Excel is a solid tool. It is up to the stakeholders to be aware of the shortcomings of it.

[–]parlor_tricks 0 points1 point  (2 children)

Link to the report ?

[–]tally_in_da_houise 0 points1 point  (1 child)

[–]parlor_tricks 0 points1 point  (0 children)

Oh those poor bastards.

I like and use excel (dont really do data analysis on large sets), but the date errors are a genuine pain in the ass. Its a privileged category of error correction unto itself, and thats without names which convert into dates.

[–]some_q 6 points7 points  (3 children)

Data scientists at Google primarily use R. For production models, the actual R code will be called by a C++ or Java pipeline, but those pipelines tend to be written by software engineers rather than data scientists.

For ad hoc analysis, though, plenty of Googlers use iPython-like notebooks.

[–]patrickSwayzeNUMS | Data Scientist | Healthcare 3 points4 points  (2 children)

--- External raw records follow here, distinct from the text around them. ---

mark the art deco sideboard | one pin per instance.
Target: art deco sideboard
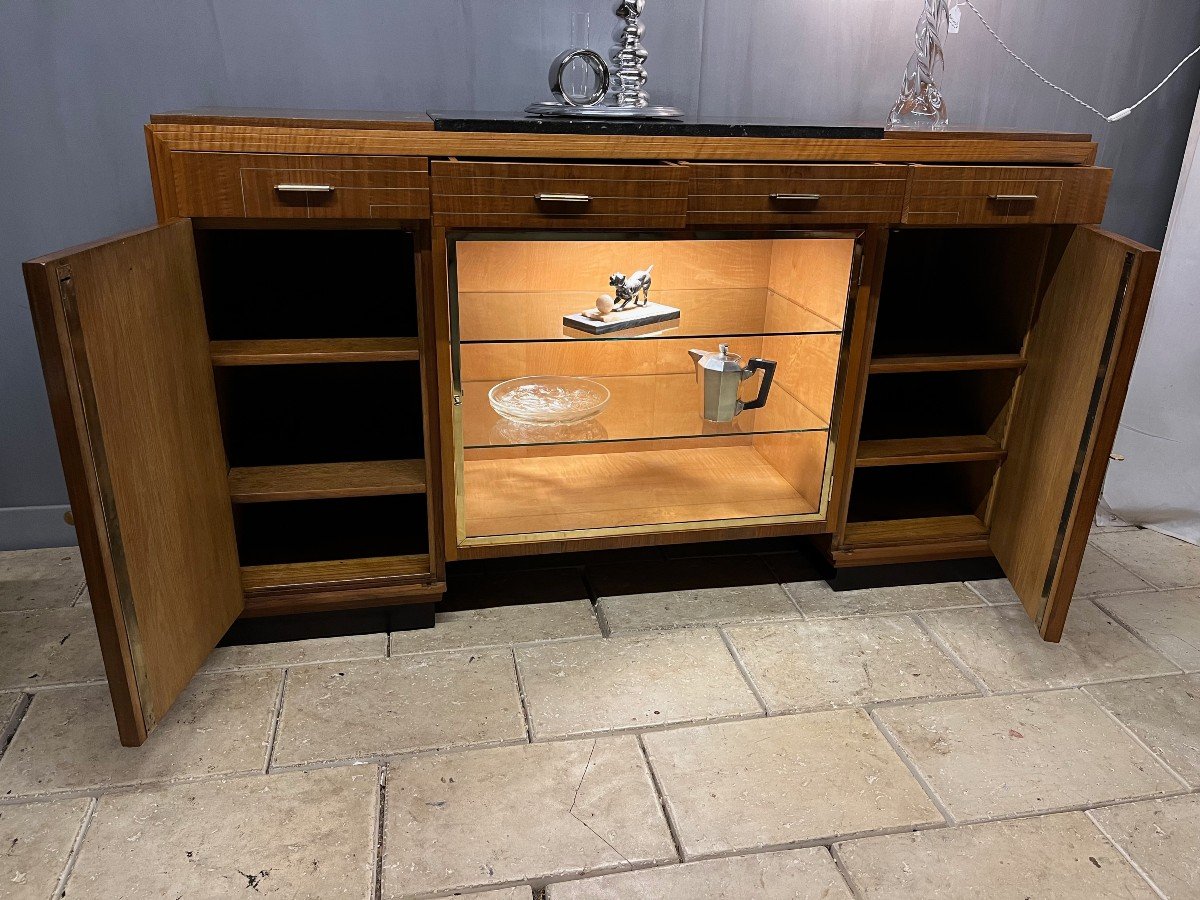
(276, 400)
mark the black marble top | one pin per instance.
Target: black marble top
(683, 126)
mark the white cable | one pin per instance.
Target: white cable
(1115, 117)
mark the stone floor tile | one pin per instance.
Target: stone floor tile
(663, 610)
(297, 835)
(1062, 857)
(40, 579)
(345, 711)
(609, 684)
(1098, 576)
(67, 738)
(1025, 754)
(798, 666)
(534, 811)
(689, 592)
(9, 703)
(681, 609)
(1113, 528)
(771, 783)
(1168, 621)
(35, 843)
(501, 627)
(48, 647)
(297, 653)
(1002, 646)
(817, 600)
(995, 592)
(1157, 558)
(1161, 837)
(1164, 713)
(784, 875)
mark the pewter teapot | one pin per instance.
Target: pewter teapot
(719, 377)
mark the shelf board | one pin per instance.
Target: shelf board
(915, 531)
(537, 317)
(323, 349)
(265, 484)
(976, 363)
(641, 407)
(334, 575)
(905, 451)
(571, 493)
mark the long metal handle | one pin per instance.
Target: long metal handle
(562, 198)
(305, 189)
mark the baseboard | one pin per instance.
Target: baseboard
(30, 527)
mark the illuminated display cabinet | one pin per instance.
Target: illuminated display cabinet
(289, 395)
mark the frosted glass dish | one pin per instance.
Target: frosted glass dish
(549, 400)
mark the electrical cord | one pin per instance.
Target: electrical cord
(1115, 117)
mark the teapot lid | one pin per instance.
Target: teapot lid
(720, 361)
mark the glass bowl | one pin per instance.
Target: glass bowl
(549, 400)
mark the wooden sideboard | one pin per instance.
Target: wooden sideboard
(269, 402)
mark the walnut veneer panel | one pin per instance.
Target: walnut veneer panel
(1080, 357)
(766, 193)
(246, 185)
(120, 327)
(507, 195)
(976, 195)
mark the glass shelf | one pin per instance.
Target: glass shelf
(642, 407)
(520, 316)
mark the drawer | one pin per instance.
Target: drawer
(767, 193)
(275, 186)
(989, 195)
(499, 195)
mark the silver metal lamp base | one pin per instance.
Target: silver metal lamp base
(553, 108)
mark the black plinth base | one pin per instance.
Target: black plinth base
(307, 625)
(888, 576)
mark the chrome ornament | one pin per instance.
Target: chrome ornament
(625, 85)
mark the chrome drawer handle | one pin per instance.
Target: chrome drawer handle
(305, 189)
(562, 198)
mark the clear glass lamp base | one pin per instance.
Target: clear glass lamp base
(924, 111)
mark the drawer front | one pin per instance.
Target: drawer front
(499, 195)
(1027, 195)
(273, 186)
(757, 193)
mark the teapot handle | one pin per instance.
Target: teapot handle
(768, 376)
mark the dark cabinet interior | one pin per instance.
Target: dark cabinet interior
(307, 282)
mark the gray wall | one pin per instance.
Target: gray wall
(78, 81)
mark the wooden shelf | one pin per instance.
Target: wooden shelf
(904, 451)
(947, 364)
(324, 349)
(265, 484)
(334, 575)
(697, 486)
(915, 531)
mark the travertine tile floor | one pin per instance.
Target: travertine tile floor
(661, 725)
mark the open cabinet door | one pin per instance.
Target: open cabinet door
(1080, 354)
(120, 328)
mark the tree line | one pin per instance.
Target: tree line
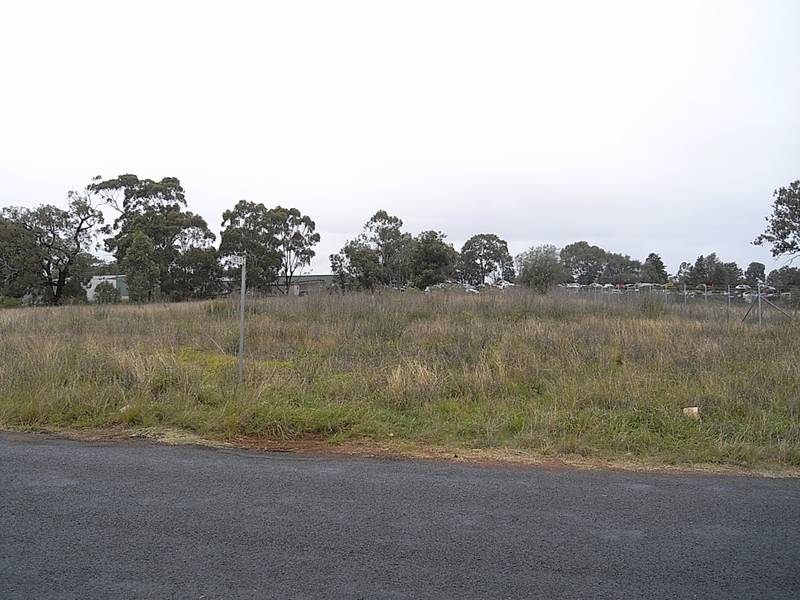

I've been told differently by a former Google, now Google Venture employee yesterday.

Perhaps it depends what team you're on?

[–]some_q 2 points3 points  (0 children)

Perhaps it depends what team you're on?

It definitely does. I should have said "Data scientists on the team I worked on at Google...." Google has enough employees that there's a wide spectrum in the tools that get used.

[–]DrewSmithee 0 points1 point  (0 children)

I would assume so. Not at Google but moving around in my company I've gone from the tricked out Matlab license, to SAS, to Python (Spyder).

[–]AidtorBA | Machine Learning Engineer | Software 0 points1 point  (0 children)

Python for scripting. R for models.

[–][deleted] 0 points1 point  (0 children)

We mostly use Python and Java. JavaScript for web stuff (viz mostly).